Do what works best for you, not them
~ 06 January 2010 ~
Of the many things we do well as creative professionals, we often forget to think for ourselves, relying on thought leaders to determine what works for us and what doesn’t.
Paramount in this failure to think for one’s self is the fact that these thought leaders often struggle to encourage others to explore new thinking without belittling their methods—or worse, ostracizing them—in the process.
Whether or not the title of thought leader can be applied to myself, I’m just as guilty as anyone else. In “20 tips for better conference speaking”, I offer this short-sighted observation:
There is absolutely no reason in the world you should use anything other than Keynote. Period.
Admittedly, I still struggle to see why anyone would prefer to use something other than Keynote. But the phrasing of this observation with its absolute terms leaves little desire for anyone not already convinced about Keynote to explore my preferred method.

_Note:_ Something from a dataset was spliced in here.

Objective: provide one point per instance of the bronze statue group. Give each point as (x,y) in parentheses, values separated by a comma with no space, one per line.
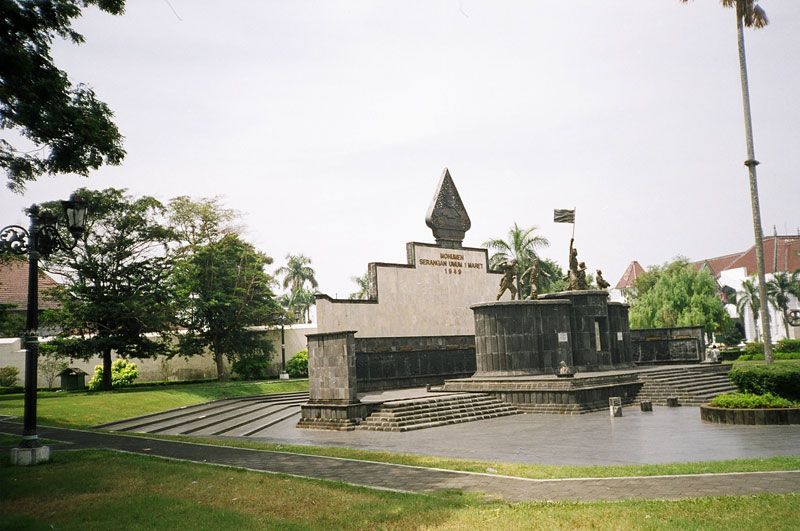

The simple fact is this: You, and only you, can determine what works best for you. Regardless of how biased or objectively the advice is phrased, you would be unwise to not consider alternate methods and ideas throughout your entire career. You would be even more unwise to be swayed by every new compelling or forceful argument that comes along merely because it was spoken by someone notable.
Mac vs. PC, Photoshop vs. Fireworks, print vs. web, GTD vs. to-dos on a sticky note, 4-hour workweeks vs. 40 hours, XHTML vs. HTML5… the list is endless.
Rest assured a “better” tool, a “better” process, a “better” way will always come along. However, what will remain unchanged is the need for you to know what works best for your personal, project, and client needs—and to adapt when it really is a better way.